Ensure each Source in our main, Public tree is properly cited and every Fact is supported by at least one Source (Grade: Inc) – To be fair, we started on this effort, beginning with 4xGGP Royal and Eliza (Jones) Morse (whom we’ve owed this documentation to the Morse Society for 2 years now!) 4 times, but the Family Tree Maker data corruptions kept setting this effort back (MacKiev’s Family Tree Maker is garbage). Once we got past that, we’ve made some progress, but we lost a lot of effort on this one.
Properly transcribe and index all family history interviews (Grade: C) – We’re half way there! But the last set of transcripts will be the hardest.
PUBLISH! (Grade: F) – Out blog posts are lagging, and we haven’t actually published anything outside of blogging. We’ve been reading some great family histories though, to get an idea of how others publish their stories, so we have good ideas once we’re ready!
Write our autobiographies, as well as begin to write out what we know about our family (Grade: F) – Yeah, so…we’ve written nothing. Looking back, this probably should have been left off the list…we were just setting ourselves up for failure.
Ensure that we’re printing out all electronic sources, so that our paper files are complete copies of our electronic files (Grade: A) – We’ve been pretty diligent on this one, and while we’ve had to redo a lot of electronic source citations, we did print them all out as we created them.
Spend a little more time with the family! (Grade: A) – We could have made a lot more progress on this list if sacrificed this one, but we’re spending more time together as family now than when we first wrote this.
While we are scoring a GPA just over a C, it’s mostly because of we failed at our primary approach of stopping work on our Family Tree. Instead, we shattered our largest brick wall (while adding nearly 40 new DNA matches) and made a huge dent in another brick wall. Much more on that will follow, but both efforts took a LOT of work, and those hours spent working on the trees directly slowed down the other work we hoped to accomplish.

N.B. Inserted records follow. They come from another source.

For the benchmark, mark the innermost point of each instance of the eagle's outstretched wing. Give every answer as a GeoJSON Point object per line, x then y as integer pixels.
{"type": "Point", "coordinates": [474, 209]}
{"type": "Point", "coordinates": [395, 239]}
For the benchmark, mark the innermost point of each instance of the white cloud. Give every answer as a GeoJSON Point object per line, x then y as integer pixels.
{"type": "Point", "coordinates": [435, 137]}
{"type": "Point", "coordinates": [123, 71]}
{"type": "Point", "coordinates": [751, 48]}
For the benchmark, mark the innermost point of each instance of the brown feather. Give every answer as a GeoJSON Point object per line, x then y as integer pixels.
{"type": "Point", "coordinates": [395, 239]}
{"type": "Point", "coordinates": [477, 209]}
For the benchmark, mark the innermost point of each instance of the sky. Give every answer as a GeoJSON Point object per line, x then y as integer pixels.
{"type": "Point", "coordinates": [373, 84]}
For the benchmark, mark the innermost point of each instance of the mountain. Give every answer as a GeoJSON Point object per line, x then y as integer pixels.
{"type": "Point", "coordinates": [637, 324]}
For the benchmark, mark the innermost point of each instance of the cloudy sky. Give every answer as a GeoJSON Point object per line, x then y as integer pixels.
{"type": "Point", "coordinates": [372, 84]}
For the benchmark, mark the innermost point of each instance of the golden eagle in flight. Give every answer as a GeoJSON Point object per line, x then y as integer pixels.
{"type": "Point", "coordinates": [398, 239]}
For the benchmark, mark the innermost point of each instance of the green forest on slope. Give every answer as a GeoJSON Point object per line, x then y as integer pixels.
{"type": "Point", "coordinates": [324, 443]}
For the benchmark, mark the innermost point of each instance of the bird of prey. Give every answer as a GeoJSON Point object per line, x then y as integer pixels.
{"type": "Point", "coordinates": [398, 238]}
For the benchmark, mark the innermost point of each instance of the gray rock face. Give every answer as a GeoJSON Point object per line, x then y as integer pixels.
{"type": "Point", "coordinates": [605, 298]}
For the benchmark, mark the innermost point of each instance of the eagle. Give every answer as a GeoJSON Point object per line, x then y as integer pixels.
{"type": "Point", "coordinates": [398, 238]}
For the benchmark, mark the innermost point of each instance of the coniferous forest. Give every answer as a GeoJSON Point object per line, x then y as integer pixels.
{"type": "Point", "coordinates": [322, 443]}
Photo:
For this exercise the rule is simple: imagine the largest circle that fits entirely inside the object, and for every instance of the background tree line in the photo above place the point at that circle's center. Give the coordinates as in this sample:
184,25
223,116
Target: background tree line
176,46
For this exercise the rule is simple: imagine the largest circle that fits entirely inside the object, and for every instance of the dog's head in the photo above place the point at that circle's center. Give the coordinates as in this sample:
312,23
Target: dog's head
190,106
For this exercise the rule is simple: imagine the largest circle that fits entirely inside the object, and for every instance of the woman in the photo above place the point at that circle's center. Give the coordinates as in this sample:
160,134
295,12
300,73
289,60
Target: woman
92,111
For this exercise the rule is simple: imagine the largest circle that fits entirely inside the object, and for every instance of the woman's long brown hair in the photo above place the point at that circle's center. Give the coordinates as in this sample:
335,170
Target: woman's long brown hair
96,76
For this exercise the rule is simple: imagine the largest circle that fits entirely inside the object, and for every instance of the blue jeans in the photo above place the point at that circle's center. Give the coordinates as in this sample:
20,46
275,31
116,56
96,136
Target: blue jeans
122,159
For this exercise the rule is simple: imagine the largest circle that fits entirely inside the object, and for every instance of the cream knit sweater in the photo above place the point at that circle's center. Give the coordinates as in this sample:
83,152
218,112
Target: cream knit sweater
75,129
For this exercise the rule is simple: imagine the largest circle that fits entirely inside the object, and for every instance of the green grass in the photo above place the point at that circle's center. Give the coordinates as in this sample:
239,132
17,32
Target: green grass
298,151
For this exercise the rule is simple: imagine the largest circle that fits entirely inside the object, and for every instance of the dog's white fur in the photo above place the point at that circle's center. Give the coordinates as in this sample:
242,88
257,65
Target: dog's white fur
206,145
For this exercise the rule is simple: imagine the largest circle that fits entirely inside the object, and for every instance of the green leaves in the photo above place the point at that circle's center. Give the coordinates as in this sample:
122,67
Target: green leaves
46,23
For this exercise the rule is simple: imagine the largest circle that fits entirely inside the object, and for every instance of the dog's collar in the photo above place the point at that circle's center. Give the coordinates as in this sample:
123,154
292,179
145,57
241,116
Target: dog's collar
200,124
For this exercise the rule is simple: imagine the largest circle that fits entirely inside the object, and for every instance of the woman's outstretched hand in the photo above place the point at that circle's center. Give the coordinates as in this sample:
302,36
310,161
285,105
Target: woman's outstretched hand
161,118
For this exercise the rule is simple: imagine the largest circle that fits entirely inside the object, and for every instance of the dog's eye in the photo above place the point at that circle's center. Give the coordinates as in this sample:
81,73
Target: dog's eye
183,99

That said, we’ve rededicated ourselves to getting these other tasks complete so we can finally turn our full attention to building our tree. Our properly cited and sourced family tree!
If you’re spending more time with your family, you are making BIG progress. Time flies, and the loved ones who are near you now could be hundreds of miles away before long. Spend time with them now. Treasure the time.
I’m curious about whether you’ve arrived at a replacement for Family Tree Maker. Have you been able to export a decent Gedcom file from FTM so that you can move on? Gedcom is marvelous in concept, and I am grateful to the LDS for insisting on it and coordinating its development way back when. But sadly we have to rely on each package for whatever it produces in terms of a Gedcom export–our bridge to another product. I hope that FTM will do a decent job on the export for you.